Proof of (2). The composition $Y_ n[n] \to Y'_ n[n] \to X_ n[n]$ is the same as the composition $Y_ n[n] \to X_ n[n] \to X'_ n[n]$ and hence is unique. Then using the distinguished triangle $Y'_{n - 1}[n - 1] \to Y'_ n[n] \to X'_ n[n]$ we see that it suffices to show $\mathop{\mathrm{Hom}}\nolimits (Y_ n[n], Y'_{n - 1}[n - 1]) = 0$. Using the distinguished triangles

\[ Y'_{n - i - 1}[n - i - 1] \to Y'_{n - i}[n - i] \to X'_{n - i}[n - i] \]

we get this vanishing from our assumption. Small details omitted.

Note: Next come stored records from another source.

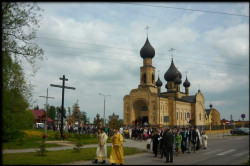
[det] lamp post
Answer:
[99,93,111,126]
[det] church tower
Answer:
[140,37,155,86]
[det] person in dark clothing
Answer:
[181,128,188,154]
[191,126,198,153]
[152,130,160,157]
[159,128,165,159]
[163,128,174,163]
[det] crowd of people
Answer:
[119,126,208,162]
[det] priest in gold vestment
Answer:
[94,128,108,164]
[109,129,124,165]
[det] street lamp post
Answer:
[99,93,111,126]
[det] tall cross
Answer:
[50,75,76,138]
[39,88,54,141]
[145,25,150,36]
[169,48,175,58]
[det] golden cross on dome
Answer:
[145,25,150,36]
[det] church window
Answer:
[141,106,148,111]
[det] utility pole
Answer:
[99,93,111,126]
[39,88,54,141]
[50,75,76,139]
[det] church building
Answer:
[123,37,219,127]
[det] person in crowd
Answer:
[152,130,160,157]
[159,127,165,159]
[180,128,188,154]
[175,131,182,156]
[94,128,108,164]
[202,131,208,149]
[163,128,174,163]
[109,129,124,165]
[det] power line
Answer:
[121,2,249,17]
[37,37,246,66]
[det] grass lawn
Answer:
[2,129,111,149]
[2,146,145,165]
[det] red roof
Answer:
[31,109,46,119]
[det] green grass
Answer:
[2,129,111,149]
[2,146,145,165]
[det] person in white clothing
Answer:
[93,128,108,164]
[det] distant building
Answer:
[205,104,221,125]
[30,109,53,124]
[123,38,220,127]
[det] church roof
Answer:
[181,95,196,103]
[155,76,162,87]
[164,59,178,81]
[140,37,155,58]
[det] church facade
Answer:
[123,37,219,127]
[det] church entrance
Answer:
[133,100,149,126]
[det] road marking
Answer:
[217,149,235,155]
[232,151,249,156]
[203,149,222,154]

Proof of (3). Looking at the proof of Lemma 13.41.4 and arguing by induction on $n$ it suffices to show that the dotted arrow in the morphism of triangles

\[ \xymatrix{ Y_{n - 1}[-1] \ar[d] \ar[r] & Y_ n \ar[r] \ar@{..>}[d] & X_ n \ar[r] \ar[d] & Y_{n - 1} \ar[d] \\ Y'_{n - 1}[-1] \ar[r] & Y'_ n \ar[r] & X'_ n \ar[r] & Y'_{n - 1} } \]

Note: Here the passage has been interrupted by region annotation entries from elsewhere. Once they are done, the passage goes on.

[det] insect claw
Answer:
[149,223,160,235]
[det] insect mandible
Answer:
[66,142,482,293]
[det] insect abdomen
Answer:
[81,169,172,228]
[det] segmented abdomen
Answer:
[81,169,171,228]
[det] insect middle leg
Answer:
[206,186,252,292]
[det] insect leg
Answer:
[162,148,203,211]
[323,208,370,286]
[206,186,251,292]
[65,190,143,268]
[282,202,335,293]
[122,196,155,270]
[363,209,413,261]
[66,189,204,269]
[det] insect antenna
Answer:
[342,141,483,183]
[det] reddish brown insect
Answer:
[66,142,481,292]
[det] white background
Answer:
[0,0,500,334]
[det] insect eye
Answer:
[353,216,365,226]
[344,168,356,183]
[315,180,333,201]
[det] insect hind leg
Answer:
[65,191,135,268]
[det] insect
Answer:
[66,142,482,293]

is unique. By Lemma 13.4.8 part (5) it suffices to show that $\mathop{\mathrm{Hom}}\nolimits (Y_{n - 1}, X'_ n) = 0$ and $\mathop{\mathrm{Hom}}\nolimits (X_ n, Y'_{n - 1}[-1]) = 0$. To prove the first vanishing we use the distinguished triangles $Y_{n - i - 1}[-i] \to Y_{n - i}[-(i - 1)] \to X_{n - i}[-(i - 1)]$ for $i > 0$ and induction on $i$ to see that the assumed vanishing of $\mathop{\mathrm{Hom}}\nolimits (X_{n - i}[-i + 1], X'_ n)$ is enough. For the second we similarly use the distinguished triangles $Y'_{n - i - 1}[-i - 1] \to Y'_{n - i}[-i] \to X'_{n - i}[-i]$ to see that the assumed vanishing of $\mathop{\mathrm{Hom}}\nolimits (X_ n, X'_{n - i}[-i])$ is enough as well.